Laplacian Fractal Growth in Media with Quenched Disorder

TL;DR

This paper investigates how the interplay of Laplacian fields and quenched disorder influences fractal growth, revealing a transition from avalanche-like to smooth structures and a reduction in fractal dimension.

Contribution

It introduces a combined numerical and theoretical analysis of the quenched dielectric breakdown model, highlighting the impact of disorder and field effects on fractal growth dynamics.

Findings

Fractal dimension is significantly reduced by quenched disorder.

Growth transitions from avalanche-like to smooth Laplacian fractals.

A relation between fractal dimension and material disorder properties is established.

Abstract

We analyze the combined effect of a Laplacian field and quenched disorder for the generation of fractal structures with a study, both numerical and theoretical, of the quenched dielectric breakdown model (QDBM).
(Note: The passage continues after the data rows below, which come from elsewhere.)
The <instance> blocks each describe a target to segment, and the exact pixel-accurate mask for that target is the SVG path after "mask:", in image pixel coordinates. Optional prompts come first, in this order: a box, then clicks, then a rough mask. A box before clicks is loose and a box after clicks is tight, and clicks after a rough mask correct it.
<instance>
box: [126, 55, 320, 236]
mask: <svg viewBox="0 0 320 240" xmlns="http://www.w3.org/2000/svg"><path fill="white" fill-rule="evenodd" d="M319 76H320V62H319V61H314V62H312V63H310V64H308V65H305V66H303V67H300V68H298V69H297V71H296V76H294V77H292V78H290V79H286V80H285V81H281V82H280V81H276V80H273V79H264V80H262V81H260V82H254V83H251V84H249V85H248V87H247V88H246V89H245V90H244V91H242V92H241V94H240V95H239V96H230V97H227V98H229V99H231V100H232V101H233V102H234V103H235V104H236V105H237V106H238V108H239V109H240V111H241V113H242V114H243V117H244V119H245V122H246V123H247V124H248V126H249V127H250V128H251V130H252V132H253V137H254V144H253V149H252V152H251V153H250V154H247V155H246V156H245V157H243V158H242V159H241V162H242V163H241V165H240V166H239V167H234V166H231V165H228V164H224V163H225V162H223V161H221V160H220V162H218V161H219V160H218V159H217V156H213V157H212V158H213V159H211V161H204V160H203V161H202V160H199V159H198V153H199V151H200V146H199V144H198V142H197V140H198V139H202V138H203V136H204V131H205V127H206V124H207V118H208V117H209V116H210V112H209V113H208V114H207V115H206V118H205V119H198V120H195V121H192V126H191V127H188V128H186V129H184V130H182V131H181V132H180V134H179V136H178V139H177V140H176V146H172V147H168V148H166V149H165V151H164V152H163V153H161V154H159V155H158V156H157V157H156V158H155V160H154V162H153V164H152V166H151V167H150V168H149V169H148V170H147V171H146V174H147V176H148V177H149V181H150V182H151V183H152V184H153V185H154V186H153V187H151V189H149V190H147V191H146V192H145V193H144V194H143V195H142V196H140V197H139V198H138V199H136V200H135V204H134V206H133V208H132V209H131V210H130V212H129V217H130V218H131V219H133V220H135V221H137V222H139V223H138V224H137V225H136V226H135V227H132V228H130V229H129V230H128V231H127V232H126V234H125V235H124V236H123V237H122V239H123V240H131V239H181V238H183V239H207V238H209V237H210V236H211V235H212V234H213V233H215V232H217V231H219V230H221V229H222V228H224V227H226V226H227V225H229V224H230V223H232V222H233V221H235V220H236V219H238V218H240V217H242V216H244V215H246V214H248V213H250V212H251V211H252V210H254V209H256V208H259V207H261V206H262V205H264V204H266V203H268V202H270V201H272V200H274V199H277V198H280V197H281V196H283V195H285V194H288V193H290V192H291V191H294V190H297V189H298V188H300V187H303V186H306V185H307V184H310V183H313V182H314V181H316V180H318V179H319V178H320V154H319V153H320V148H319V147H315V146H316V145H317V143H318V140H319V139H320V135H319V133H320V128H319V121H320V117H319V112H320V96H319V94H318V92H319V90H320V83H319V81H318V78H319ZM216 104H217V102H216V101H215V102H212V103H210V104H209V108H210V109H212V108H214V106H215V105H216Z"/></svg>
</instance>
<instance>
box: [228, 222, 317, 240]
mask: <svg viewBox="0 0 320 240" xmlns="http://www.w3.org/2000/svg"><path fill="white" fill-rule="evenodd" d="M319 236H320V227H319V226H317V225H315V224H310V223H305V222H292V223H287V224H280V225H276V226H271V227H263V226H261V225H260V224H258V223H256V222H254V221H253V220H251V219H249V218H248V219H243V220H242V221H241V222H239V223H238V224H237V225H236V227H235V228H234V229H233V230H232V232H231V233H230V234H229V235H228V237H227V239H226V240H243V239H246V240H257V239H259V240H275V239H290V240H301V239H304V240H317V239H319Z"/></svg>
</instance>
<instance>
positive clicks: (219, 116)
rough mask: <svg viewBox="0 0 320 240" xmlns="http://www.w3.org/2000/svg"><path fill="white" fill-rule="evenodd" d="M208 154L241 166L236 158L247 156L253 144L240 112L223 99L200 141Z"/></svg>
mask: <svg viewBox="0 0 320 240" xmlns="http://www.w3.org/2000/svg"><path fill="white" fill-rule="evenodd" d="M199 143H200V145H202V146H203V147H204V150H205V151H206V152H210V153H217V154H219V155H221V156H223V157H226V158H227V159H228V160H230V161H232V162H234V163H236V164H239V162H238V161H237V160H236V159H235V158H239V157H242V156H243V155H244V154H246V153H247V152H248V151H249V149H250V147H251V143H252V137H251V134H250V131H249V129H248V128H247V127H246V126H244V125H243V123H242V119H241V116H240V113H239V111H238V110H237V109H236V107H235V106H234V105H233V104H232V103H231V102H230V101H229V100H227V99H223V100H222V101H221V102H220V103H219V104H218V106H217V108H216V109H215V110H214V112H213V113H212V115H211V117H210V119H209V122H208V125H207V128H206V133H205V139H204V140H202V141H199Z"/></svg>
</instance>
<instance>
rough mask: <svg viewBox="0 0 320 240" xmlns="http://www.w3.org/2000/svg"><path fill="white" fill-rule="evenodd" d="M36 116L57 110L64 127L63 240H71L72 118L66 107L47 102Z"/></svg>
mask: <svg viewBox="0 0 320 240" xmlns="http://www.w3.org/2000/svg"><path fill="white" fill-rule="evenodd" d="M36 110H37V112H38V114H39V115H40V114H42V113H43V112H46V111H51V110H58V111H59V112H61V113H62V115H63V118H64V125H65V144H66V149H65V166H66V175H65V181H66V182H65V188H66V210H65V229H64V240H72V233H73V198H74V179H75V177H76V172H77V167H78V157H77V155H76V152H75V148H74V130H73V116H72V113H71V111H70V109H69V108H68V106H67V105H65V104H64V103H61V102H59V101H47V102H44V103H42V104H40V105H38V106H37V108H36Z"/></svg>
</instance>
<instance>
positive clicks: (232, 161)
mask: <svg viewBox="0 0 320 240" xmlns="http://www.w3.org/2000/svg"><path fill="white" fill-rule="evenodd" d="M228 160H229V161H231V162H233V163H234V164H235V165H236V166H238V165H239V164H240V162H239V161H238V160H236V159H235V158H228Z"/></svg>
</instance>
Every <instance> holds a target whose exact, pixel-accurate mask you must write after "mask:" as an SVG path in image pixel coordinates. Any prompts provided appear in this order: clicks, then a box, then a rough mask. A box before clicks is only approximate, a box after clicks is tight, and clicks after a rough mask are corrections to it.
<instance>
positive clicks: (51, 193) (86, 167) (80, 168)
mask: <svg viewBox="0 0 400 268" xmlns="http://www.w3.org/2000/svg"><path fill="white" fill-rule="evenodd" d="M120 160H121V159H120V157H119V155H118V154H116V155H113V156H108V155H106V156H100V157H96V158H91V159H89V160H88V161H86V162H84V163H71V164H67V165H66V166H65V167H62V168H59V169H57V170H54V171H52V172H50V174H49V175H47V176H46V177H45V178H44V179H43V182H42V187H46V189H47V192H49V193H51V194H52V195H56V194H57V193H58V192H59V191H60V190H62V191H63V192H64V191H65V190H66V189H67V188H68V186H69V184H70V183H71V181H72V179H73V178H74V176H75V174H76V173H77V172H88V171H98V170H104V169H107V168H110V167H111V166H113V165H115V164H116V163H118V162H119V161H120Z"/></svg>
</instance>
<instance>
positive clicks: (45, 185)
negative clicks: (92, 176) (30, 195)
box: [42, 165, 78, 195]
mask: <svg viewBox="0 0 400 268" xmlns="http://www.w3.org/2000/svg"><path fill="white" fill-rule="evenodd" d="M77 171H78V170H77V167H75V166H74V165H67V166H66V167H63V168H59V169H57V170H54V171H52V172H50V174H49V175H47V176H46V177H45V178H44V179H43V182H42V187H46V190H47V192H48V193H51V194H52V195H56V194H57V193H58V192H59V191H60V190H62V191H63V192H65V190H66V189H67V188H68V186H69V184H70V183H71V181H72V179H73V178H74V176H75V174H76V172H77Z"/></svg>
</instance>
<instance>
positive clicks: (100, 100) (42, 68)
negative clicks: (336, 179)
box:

The growth dynamics is shown to evolve from the avalanches of invasion percolation (IP) to the smooth growth of Laplacian fractals, i. e. diffusion limited aggregation (DLA) and the dielectric breakdown model (DBM). The fractal dimension is strongly reduced with respect to both DBM and IP, due to the combined effect of memory and field screening. This implies a specific relation between the fractal dimension of the breakdown structures (dielectric or mechanical) and the microscopic properties of disordered materials.